自己破産を検討する中で、多くの方が最も懸念されることの一つが「携帯電話(スマートフォン)の利用できるかどうか」です。
「借金をゼロにする代わりに、生活必需品であるスマホも没収されるのではないか」「仕事や家族との連絡手段が断たれてしまうのではないか」という不安は、精神的に大きな負担です。
自己破産をしても、無条件ですべての携帯電話が解約されるわけではありません。
携帯が使えなくなるかどうかは、「通信料の滞納状況」や「端末代金の分割払い残高」など、によって決まります。
本記事では、携帯を残せる条件や、万が一分割購入ができない場合の具体的な対処法(格安SIMやプリペイドの活用など)をまとめて解説します。
1. 自己破産による携帯契約への影響とは
携帯電話契約に対する自己破産の影響を理解するには、携帯契約が「通信サービス契約(回線)」と「端末購入契約(クレジット)」の2つの側面を持っていることを知る必要があります。
影響は、現在の支払い状況によって大きく異なります。特に重要となるのが、「利用料金(通信料)」と「端末代金(本体代)」に滞納があるかどうかです。
1-1. 自己破産をしても携帯が使えるケースの概要
以下のようなケースでは、自己破産後も現在使用中の携帯電話をそのまま使い続けられます。
- ✅ 利用料金・端末代金ともに滞納がない場合
- ✅ 端末代金の完済しており、月々の通信料のみを支払っている場合
自己破産をしても、携帯電話会社(キャリア)に対して未払い金(債務)がなければ、強制解約される理由はありません。
基本的には契約継続が可能です。
ただし、自己破産申し立て後は、クレジットカードでの支払いができなくなるため、速やかに「口座振替」等の支払いに変更する必要があります。
1-2. 携帯が解約となってしまうケースの概要
一方で、以下のような状況では、携帯電話が強制解約となるリスクが高くなります。
- ✅ 月々の利用料金(通信料)を滞納している場合
- ✅ 端末代金の分割払いが残っている場合
自己破産手続きでは、携帯電話の滞納料金や分割払い残金も「借金(債務)」として扱われ、自己破産の免責(支払い免除)対象となります。
結果として、携帯電話会社は債権回収ができなくなるため、契約約款に基づき強制解約の手続きをとることが一般的です。
また、これに伴い、不払い者情報リスト(いわゆる携帯ブラックリスト)に登録され、他社での新規契約も難しくなる可能性があります。

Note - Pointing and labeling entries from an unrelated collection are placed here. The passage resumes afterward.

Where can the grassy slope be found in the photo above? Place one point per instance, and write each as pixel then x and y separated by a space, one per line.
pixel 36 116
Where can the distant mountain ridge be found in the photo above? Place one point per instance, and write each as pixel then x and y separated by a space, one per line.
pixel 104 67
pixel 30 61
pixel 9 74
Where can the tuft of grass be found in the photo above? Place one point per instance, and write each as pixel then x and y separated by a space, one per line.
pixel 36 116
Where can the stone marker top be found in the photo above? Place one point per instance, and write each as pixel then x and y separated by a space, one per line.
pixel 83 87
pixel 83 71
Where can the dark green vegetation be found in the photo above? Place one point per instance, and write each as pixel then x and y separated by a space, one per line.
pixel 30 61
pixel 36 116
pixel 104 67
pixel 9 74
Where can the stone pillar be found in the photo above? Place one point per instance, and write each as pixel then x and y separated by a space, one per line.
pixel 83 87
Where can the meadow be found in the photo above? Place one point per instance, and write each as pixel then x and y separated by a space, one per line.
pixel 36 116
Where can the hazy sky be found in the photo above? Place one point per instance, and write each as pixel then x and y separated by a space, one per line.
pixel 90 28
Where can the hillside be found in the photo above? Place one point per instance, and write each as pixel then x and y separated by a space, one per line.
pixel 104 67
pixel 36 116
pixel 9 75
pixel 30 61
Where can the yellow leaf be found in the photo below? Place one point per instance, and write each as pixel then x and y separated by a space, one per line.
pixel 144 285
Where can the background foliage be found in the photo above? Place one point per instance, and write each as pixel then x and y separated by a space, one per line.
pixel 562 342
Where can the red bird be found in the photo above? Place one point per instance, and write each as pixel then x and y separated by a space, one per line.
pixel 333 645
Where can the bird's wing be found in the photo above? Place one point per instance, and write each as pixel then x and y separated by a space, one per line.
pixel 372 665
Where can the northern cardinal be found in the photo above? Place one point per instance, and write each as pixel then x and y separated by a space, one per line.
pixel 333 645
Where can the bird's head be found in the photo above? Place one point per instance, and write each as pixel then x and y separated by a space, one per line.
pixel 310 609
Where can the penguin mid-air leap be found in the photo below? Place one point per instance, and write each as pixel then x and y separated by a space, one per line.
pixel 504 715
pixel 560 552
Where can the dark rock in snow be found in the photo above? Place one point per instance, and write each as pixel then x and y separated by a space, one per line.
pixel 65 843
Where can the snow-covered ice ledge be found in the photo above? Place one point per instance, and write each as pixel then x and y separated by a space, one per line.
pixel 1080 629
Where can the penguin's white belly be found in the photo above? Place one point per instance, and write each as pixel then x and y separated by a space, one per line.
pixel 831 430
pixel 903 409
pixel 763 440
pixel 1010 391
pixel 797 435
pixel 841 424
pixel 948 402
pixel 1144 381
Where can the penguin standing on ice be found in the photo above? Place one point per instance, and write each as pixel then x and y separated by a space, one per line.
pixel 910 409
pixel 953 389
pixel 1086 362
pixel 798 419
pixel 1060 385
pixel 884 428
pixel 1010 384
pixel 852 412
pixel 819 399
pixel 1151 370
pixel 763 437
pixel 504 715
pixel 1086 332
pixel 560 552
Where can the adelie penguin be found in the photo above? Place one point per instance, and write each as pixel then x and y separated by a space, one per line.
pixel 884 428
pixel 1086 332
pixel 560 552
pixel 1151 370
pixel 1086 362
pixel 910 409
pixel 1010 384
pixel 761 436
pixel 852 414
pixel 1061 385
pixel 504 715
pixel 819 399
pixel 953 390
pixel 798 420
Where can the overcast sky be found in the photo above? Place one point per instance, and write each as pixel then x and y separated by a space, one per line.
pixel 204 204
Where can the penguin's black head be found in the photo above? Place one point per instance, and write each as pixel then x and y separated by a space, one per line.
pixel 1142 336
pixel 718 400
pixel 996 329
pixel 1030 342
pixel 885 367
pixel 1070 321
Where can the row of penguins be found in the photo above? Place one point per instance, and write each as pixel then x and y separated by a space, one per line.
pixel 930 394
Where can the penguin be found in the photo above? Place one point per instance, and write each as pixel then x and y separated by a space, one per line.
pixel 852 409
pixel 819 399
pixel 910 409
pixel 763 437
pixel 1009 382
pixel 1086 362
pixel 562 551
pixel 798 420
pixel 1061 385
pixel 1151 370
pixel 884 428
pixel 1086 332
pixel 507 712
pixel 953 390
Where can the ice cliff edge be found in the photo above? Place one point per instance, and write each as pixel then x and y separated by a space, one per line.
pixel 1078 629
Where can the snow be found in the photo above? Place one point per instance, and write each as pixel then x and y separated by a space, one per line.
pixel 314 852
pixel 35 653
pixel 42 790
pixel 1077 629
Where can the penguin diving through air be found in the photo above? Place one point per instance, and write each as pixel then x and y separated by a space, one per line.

2. 料金滞納・分割払い状況別にみる携帯電話の利用継続の可否
自己破産時の携帯契約の行方は、「通信料金」と「端末代金」のどちらに、どのような債務が残っているかで判断が分かれます。
ご自身の状況を正確に把握し、弁護士と相談して対策を行うことが重要です。
2-1. 利用料金を滞納している場合
毎月の通信料(通話料・パケット代など)を滞納している状態で自己破産を申し立てると、その滞納分は「破産債権」として扱われます。
携帯電話会社としては料金回収の見込みがなくなるため、契約解除に踏み切る可能性が極めて高くなります。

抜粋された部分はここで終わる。